La couleur de l’argent
Après une assez longue période protohistorique (de Töpffer
à Christophe), la bande dessinée annonce la couleur lorsqu’elle
atteint un large public grâce à la grande presse américaine,
qui trouvait là le support idéal pour mettre en valeur l’usage
de la quadrichromie. C’est en effet communément l’apparition
du Yellow Kid qui marque la naissance de la bande dessinée comme
culture de masse : ce sera d’ailleurs en souvenir de ce gamin
dessiné par Outcault, ainsi nommé pour le coloris de sa
tunique, qu’on appellera la presse à sensation « yellow
press », tant la guerre des tirages entre Hearst et Pulitzer
se joua en couleurs (la palette Art Nouveau de Winsor McCay, les couleurs
tranchées et arbitraires d’Herriman, l’expressionnisme
coloré de Frank O. King, les teintes « pétantes »
de Cliff Sterrett…). Depuis lors, et pour toujours, la bande dessinée
se partage entre des œuvres en noir et blanc et d’autres en
couleurs, les proportions et surtout la connotation de l’un et de
l’autre variant selon les époques.

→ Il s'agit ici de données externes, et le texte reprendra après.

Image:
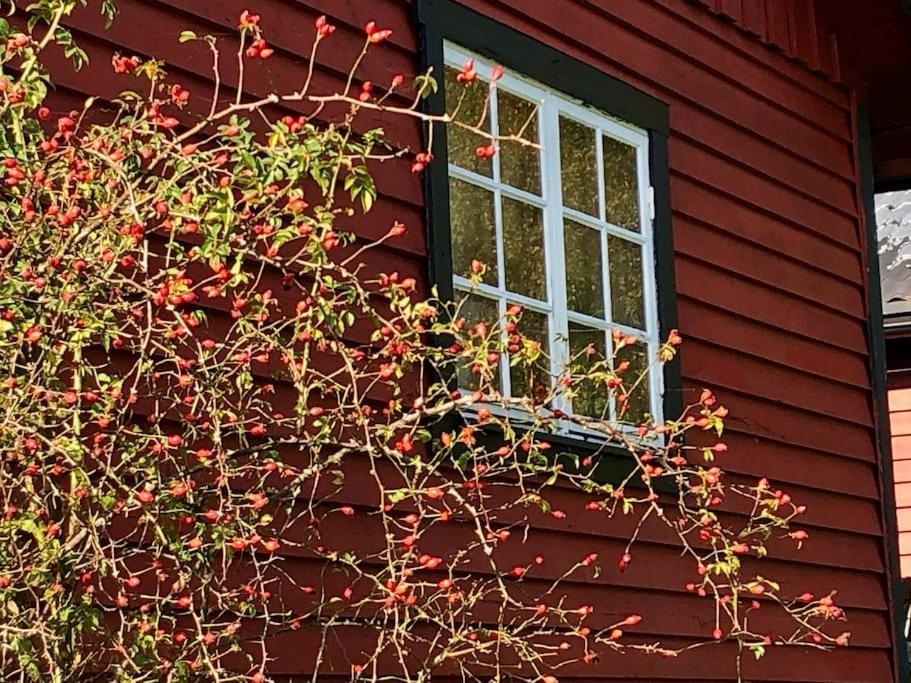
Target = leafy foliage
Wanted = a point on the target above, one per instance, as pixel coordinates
(220, 426)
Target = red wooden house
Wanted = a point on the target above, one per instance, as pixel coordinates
(721, 176)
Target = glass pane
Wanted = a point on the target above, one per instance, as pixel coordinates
(519, 163)
(637, 402)
(467, 103)
(621, 185)
(625, 265)
(474, 235)
(523, 248)
(592, 398)
(578, 167)
(584, 290)
(534, 378)
(476, 309)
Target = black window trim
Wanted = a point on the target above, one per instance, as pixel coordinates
(446, 20)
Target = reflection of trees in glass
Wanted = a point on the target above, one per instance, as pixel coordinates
(523, 248)
(591, 398)
(478, 309)
(519, 164)
(524, 377)
(471, 100)
(471, 217)
(582, 249)
(621, 186)
(625, 267)
(578, 166)
(638, 404)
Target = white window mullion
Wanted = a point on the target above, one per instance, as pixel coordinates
(599, 157)
(550, 201)
(649, 279)
(553, 222)
(608, 307)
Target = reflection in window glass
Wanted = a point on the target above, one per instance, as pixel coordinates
(478, 309)
(591, 399)
(621, 184)
(578, 166)
(467, 102)
(584, 288)
(519, 163)
(638, 403)
(472, 221)
(525, 213)
(526, 378)
(625, 267)
(523, 248)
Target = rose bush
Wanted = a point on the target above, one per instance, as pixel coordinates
(221, 425)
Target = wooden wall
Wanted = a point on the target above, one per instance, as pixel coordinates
(900, 421)
(769, 266)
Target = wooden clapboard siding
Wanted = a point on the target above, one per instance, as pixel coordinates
(769, 265)
(900, 423)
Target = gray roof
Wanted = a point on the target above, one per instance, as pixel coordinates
(893, 218)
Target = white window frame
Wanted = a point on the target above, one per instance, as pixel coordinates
(552, 105)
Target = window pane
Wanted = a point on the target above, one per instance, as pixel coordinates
(584, 290)
(467, 103)
(591, 399)
(578, 166)
(625, 259)
(523, 248)
(474, 236)
(637, 403)
(621, 185)
(525, 378)
(519, 164)
(478, 309)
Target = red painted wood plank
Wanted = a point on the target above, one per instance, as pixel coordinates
(761, 379)
(736, 42)
(753, 299)
(733, 9)
(754, 19)
(699, 201)
(901, 424)
(899, 399)
(745, 335)
(736, 181)
(643, 60)
(716, 247)
(779, 30)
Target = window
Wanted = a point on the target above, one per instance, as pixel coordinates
(564, 225)
(577, 230)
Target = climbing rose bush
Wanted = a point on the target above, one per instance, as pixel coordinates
(225, 433)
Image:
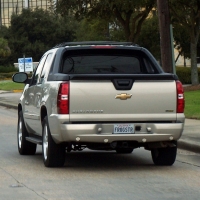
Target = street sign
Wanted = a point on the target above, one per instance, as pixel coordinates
(28, 64)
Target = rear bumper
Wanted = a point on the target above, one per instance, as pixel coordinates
(62, 131)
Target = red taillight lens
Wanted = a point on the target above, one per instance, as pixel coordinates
(180, 97)
(63, 98)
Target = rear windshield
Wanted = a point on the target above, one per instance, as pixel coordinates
(106, 62)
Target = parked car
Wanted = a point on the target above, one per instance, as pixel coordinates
(101, 96)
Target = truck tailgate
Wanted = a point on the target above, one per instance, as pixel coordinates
(99, 100)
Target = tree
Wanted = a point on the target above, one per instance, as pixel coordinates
(4, 48)
(130, 14)
(150, 36)
(181, 41)
(34, 31)
(187, 14)
(93, 29)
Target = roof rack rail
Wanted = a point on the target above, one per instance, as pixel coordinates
(94, 43)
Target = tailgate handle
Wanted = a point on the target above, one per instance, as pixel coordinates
(123, 83)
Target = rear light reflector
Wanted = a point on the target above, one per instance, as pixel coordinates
(180, 97)
(63, 99)
(103, 47)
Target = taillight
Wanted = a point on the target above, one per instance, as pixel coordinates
(63, 98)
(180, 97)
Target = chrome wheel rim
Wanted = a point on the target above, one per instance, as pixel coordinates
(45, 142)
(20, 133)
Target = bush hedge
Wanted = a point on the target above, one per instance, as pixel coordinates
(184, 74)
(4, 69)
(4, 76)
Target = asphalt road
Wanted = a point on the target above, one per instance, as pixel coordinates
(92, 174)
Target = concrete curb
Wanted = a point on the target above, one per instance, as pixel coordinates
(8, 105)
(189, 146)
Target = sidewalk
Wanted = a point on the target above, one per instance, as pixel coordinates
(190, 140)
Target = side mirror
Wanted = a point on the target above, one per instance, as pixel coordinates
(20, 77)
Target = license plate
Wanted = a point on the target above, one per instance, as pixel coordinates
(123, 128)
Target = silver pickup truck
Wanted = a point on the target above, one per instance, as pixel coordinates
(101, 96)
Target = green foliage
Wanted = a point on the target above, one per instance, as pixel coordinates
(8, 75)
(150, 36)
(184, 74)
(128, 13)
(93, 29)
(4, 69)
(8, 85)
(35, 31)
(4, 49)
(192, 102)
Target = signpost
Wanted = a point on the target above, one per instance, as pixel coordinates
(25, 64)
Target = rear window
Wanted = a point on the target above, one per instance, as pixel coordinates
(105, 62)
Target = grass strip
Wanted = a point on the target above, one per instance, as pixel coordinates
(192, 104)
(9, 85)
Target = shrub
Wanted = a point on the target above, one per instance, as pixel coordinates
(8, 69)
(4, 76)
(184, 74)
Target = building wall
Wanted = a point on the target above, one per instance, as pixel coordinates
(8, 7)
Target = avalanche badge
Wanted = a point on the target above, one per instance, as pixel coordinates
(123, 96)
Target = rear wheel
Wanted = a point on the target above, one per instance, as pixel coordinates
(53, 154)
(124, 150)
(164, 156)
(24, 147)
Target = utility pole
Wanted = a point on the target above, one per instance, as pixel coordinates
(165, 40)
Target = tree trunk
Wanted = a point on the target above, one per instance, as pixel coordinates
(165, 40)
(194, 70)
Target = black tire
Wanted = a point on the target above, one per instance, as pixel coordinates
(124, 150)
(164, 156)
(53, 154)
(24, 147)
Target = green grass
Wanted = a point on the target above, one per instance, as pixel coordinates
(9, 85)
(192, 104)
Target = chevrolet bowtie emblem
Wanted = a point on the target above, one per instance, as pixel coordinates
(123, 96)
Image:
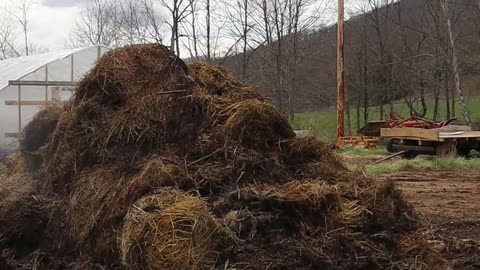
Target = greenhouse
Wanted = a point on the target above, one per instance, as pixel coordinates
(30, 82)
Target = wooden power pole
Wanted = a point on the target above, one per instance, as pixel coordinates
(340, 72)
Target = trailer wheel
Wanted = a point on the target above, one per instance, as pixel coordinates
(409, 155)
(389, 145)
(446, 149)
(463, 151)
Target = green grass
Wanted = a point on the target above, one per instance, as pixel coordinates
(425, 163)
(3, 168)
(324, 123)
(380, 151)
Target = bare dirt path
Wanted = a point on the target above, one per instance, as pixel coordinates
(448, 205)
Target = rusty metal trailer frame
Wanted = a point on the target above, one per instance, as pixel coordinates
(440, 142)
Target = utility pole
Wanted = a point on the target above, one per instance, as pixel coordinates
(456, 72)
(340, 72)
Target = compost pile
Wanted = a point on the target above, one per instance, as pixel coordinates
(158, 165)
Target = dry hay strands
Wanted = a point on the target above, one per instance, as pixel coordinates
(172, 230)
(218, 81)
(257, 125)
(38, 131)
(94, 212)
(37, 134)
(389, 210)
(23, 213)
(300, 152)
(130, 72)
(292, 206)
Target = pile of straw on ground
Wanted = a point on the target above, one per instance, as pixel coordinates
(158, 165)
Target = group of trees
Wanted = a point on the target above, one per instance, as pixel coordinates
(407, 50)
(410, 51)
(212, 31)
(15, 23)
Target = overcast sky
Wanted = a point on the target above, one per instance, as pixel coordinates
(52, 20)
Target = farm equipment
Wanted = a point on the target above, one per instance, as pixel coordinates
(417, 136)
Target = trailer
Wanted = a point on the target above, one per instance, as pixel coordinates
(450, 140)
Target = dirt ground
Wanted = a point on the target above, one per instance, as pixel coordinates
(448, 205)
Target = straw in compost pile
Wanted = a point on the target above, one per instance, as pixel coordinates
(171, 230)
(158, 165)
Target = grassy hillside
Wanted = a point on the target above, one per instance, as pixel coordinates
(324, 123)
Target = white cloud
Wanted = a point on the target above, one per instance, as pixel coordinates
(50, 26)
(59, 3)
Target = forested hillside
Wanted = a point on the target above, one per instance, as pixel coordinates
(394, 51)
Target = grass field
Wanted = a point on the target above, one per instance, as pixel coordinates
(419, 164)
(324, 123)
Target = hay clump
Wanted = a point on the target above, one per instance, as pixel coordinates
(37, 134)
(257, 125)
(171, 230)
(23, 213)
(217, 81)
(142, 123)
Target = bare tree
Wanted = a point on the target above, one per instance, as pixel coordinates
(179, 11)
(24, 7)
(154, 20)
(7, 37)
(99, 24)
(455, 68)
(278, 28)
(238, 17)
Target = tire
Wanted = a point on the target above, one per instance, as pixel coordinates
(463, 151)
(409, 155)
(389, 145)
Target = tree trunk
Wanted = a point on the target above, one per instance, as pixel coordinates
(357, 116)
(349, 122)
(435, 106)
(423, 113)
(382, 113)
(209, 56)
(245, 40)
(447, 92)
(456, 72)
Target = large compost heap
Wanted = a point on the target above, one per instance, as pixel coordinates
(158, 165)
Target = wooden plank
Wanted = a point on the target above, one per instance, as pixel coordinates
(390, 157)
(43, 83)
(25, 102)
(12, 135)
(411, 133)
(460, 135)
(414, 148)
(19, 108)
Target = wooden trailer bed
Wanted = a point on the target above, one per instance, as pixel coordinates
(447, 141)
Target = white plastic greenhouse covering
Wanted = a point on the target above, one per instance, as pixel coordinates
(29, 82)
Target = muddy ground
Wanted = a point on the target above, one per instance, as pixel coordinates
(448, 205)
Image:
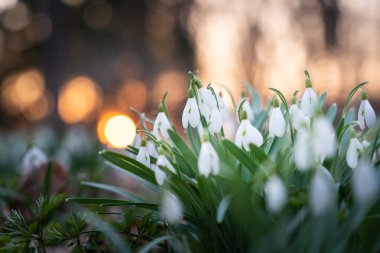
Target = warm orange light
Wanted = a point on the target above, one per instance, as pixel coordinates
(79, 100)
(116, 130)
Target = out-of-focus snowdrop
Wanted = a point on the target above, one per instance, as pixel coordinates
(355, 148)
(275, 194)
(171, 208)
(244, 103)
(366, 114)
(33, 159)
(365, 183)
(309, 100)
(299, 120)
(143, 155)
(191, 112)
(163, 162)
(247, 134)
(161, 125)
(312, 146)
(277, 124)
(208, 161)
(321, 194)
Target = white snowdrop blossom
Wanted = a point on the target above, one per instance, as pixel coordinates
(171, 208)
(309, 102)
(161, 126)
(277, 124)
(275, 194)
(312, 146)
(151, 149)
(299, 120)
(160, 175)
(246, 107)
(143, 155)
(365, 183)
(33, 159)
(366, 114)
(191, 112)
(208, 161)
(321, 195)
(355, 148)
(248, 134)
(216, 121)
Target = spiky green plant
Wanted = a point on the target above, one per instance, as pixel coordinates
(292, 191)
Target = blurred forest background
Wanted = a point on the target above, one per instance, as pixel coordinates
(68, 62)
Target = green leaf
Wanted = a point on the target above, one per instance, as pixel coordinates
(223, 207)
(130, 164)
(113, 189)
(149, 246)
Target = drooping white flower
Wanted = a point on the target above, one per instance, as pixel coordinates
(33, 159)
(275, 194)
(309, 100)
(277, 124)
(143, 155)
(161, 125)
(365, 183)
(191, 112)
(246, 107)
(171, 209)
(321, 195)
(355, 148)
(247, 134)
(216, 121)
(366, 114)
(151, 149)
(208, 161)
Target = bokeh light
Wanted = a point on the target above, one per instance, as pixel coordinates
(115, 129)
(79, 100)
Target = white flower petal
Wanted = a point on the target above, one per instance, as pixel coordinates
(353, 151)
(309, 102)
(171, 209)
(143, 156)
(275, 194)
(370, 115)
(194, 118)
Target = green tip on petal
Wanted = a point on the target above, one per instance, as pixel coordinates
(275, 102)
(190, 93)
(363, 94)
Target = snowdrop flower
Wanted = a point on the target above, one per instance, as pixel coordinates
(171, 209)
(365, 183)
(216, 121)
(162, 161)
(191, 112)
(309, 99)
(299, 120)
(366, 114)
(321, 195)
(208, 161)
(33, 159)
(161, 125)
(151, 149)
(244, 103)
(277, 124)
(247, 134)
(313, 145)
(355, 148)
(275, 194)
(143, 155)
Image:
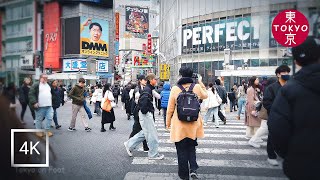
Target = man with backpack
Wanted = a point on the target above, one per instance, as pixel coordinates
(146, 118)
(186, 123)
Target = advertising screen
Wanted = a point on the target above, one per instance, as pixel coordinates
(94, 37)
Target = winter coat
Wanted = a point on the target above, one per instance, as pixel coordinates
(146, 100)
(56, 97)
(251, 120)
(77, 96)
(212, 100)
(294, 124)
(222, 93)
(181, 129)
(98, 95)
(165, 93)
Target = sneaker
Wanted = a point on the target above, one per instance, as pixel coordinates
(254, 144)
(273, 162)
(71, 129)
(87, 129)
(158, 157)
(194, 175)
(50, 133)
(127, 148)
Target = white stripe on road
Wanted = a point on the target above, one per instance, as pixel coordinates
(216, 151)
(211, 125)
(242, 136)
(217, 130)
(217, 142)
(208, 163)
(174, 176)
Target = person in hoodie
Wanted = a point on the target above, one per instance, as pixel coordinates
(165, 93)
(294, 117)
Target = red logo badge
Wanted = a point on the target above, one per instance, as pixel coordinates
(290, 28)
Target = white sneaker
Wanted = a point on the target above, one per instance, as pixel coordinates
(254, 144)
(158, 157)
(127, 148)
(273, 162)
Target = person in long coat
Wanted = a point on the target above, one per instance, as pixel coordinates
(107, 117)
(252, 121)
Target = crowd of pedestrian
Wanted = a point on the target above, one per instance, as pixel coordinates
(282, 108)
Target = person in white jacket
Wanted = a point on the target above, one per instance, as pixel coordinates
(211, 104)
(107, 117)
(97, 98)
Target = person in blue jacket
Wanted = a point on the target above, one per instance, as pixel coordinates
(165, 93)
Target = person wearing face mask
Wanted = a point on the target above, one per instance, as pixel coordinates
(294, 117)
(40, 99)
(270, 93)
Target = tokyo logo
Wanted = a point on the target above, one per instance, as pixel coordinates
(290, 28)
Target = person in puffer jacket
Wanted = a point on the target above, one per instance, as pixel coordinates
(165, 93)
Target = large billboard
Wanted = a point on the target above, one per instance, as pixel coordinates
(94, 37)
(137, 21)
(52, 35)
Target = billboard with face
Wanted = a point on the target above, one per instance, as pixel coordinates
(137, 21)
(94, 37)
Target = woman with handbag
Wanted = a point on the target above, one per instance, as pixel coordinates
(251, 120)
(107, 106)
(211, 104)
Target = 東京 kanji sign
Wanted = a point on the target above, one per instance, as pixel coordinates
(290, 28)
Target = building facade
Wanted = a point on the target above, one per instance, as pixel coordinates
(52, 37)
(228, 38)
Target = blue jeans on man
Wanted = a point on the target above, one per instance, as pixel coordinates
(44, 112)
(148, 132)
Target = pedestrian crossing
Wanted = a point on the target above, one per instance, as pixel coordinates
(223, 153)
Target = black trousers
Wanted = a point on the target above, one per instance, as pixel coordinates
(186, 151)
(270, 148)
(135, 130)
(23, 111)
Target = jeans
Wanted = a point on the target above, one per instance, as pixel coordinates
(213, 110)
(44, 112)
(97, 108)
(148, 132)
(75, 110)
(24, 108)
(270, 149)
(241, 103)
(165, 117)
(233, 105)
(186, 151)
(55, 117)
(222, 109)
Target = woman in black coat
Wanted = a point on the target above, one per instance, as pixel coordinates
(24, 98)
(294, 122)
(107, 117)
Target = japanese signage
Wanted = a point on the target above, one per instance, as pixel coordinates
(164, 72)
(149, 48)
(52, 35)
(233, 33)
(116, 43)
(137, 21)
(290, 28)
(76, 65)
(94, 38)
(26, 61)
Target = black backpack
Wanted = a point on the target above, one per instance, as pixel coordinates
(188, 106)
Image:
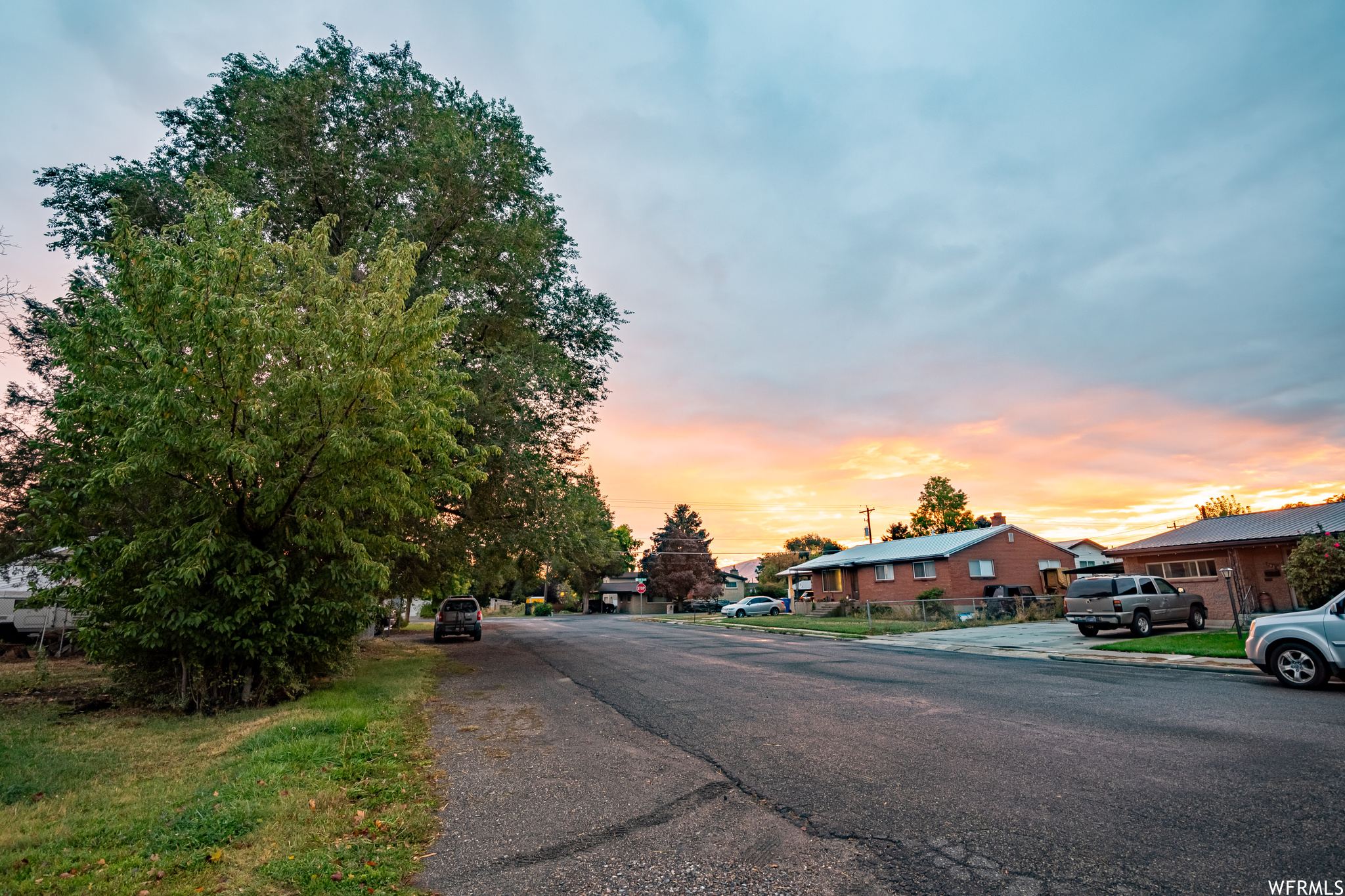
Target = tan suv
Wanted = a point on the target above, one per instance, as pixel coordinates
(1137, 602)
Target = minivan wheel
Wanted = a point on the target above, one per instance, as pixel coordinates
(1300, 667)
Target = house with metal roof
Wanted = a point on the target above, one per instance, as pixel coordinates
(1254, 545)
(961, 563)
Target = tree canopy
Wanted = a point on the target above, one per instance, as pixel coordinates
(372, 142)
(678, 561)
(813, 544)
(940, 509)
(1222, 505)
(896, 531)
(242, 438)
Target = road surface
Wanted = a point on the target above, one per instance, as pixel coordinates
(857, 767)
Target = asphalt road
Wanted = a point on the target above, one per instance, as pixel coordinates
(910, 770)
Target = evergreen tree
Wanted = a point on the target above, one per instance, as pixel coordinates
(678, 562)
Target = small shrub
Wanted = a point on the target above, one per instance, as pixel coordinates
(1315, 568)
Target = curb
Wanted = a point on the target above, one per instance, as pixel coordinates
(1225, 671)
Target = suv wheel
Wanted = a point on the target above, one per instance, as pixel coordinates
(1141, 626)
(1297, 666)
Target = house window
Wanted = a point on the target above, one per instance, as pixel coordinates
(1185, 570)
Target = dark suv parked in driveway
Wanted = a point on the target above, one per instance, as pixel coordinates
(458, 616)
(1136, 602)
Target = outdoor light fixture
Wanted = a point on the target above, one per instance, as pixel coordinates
(1228, 581)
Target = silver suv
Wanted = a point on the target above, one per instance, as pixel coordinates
(1302, 649)
(1136, 602)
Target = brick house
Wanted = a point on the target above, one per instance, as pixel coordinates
(961, 563)
(1255, 545)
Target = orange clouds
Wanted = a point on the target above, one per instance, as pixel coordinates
(1114, 465)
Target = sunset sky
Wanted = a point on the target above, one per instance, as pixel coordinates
(1084, 259)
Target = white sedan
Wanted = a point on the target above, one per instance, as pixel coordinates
(758, 606)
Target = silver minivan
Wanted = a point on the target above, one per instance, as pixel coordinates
(1136, 602)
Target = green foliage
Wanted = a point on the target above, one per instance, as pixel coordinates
(678, 561)
(242, 433)
(814, 544)
(896, 531)
(1207, 644)
(146, 792)
(1315, 568)
(768, 568)
(942, 509)
(1222, 505)
(374, 140)
(588, 548)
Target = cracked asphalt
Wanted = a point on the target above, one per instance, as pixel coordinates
(607, 756)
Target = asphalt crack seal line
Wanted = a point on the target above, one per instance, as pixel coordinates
(681, 806)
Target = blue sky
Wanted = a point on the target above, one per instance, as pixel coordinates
(1086, 258)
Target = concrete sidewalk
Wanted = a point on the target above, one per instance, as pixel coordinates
(1059, 640)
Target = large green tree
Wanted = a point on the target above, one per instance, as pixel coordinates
(678, 561)
(374, 140)
(942, 508)
(244, 436)
(813, 544)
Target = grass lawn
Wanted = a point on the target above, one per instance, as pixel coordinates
(260, 801)
(1204, 644)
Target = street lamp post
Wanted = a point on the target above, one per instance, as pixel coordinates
(1228, 581)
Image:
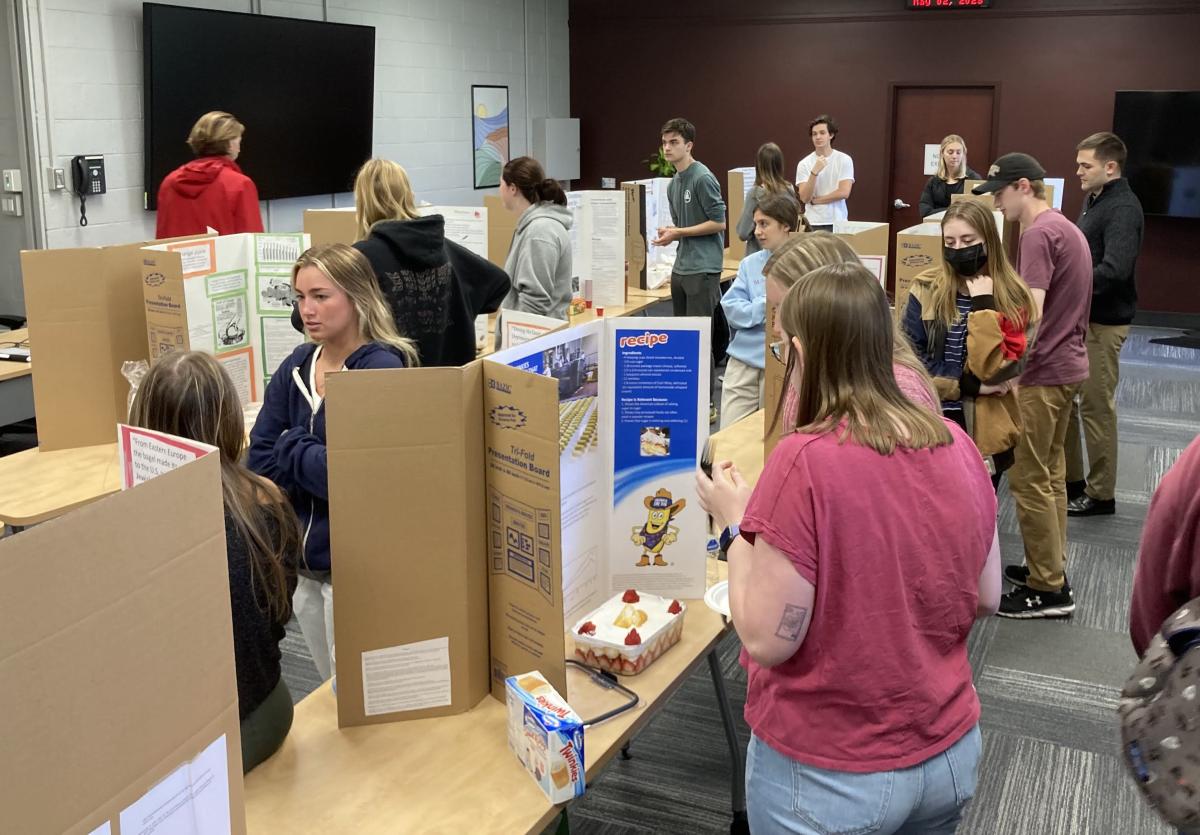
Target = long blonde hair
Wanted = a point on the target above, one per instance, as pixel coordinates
(801, 254)
(942, 173)
(1012, 294)
(351, 271)
(840, 316)
(382, 192)
(190, 395)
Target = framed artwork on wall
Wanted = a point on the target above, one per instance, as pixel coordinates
(490, 132)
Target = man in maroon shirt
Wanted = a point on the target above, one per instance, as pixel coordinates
(1055, 262)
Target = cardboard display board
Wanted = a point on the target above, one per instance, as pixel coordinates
(118, 691)
(85, 318)
(741, 181)
(648, 199)
(229, 296)
(870, 241)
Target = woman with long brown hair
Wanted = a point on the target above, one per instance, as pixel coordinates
(190, 395)
(857, 566)
(351, 328)
(971, 322)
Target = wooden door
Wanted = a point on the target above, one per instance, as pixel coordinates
(923, 115)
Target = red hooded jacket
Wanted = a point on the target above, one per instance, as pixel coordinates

Ainsi, d’abord réservée
aux planches dominicales, la couleur était un luxe mais devint
vite pour les éditeurs synonyme d’attrait commercial supplémentaire.
C’est ainsi que les premiers Tintin ont été refaits
après la guerre pour la couleur, laquelle étend rapidement
son hégémonie : en 1985, Thierry Groensteen remarque
que « dans le contexte de l’édition française
où trois albums sur quatre sont en couleurs, la collection des
"Romans (A Suivre)", la collection "BD noire" de chez
Glénat ainsi que les albums des Editions Audie et Futuropolis sont
les derniers îlots de résistance à l’impérialisme
de la quadrichromie. » Cette logique conduit les éditeurs
à demander à Mœbius de colorer son Cauchemar blanc
et son Major Fatal, ou à dénaturer nombre d’œuvres
conçues pour le noir et blanc, de Will Eisner à Hugo Pratt.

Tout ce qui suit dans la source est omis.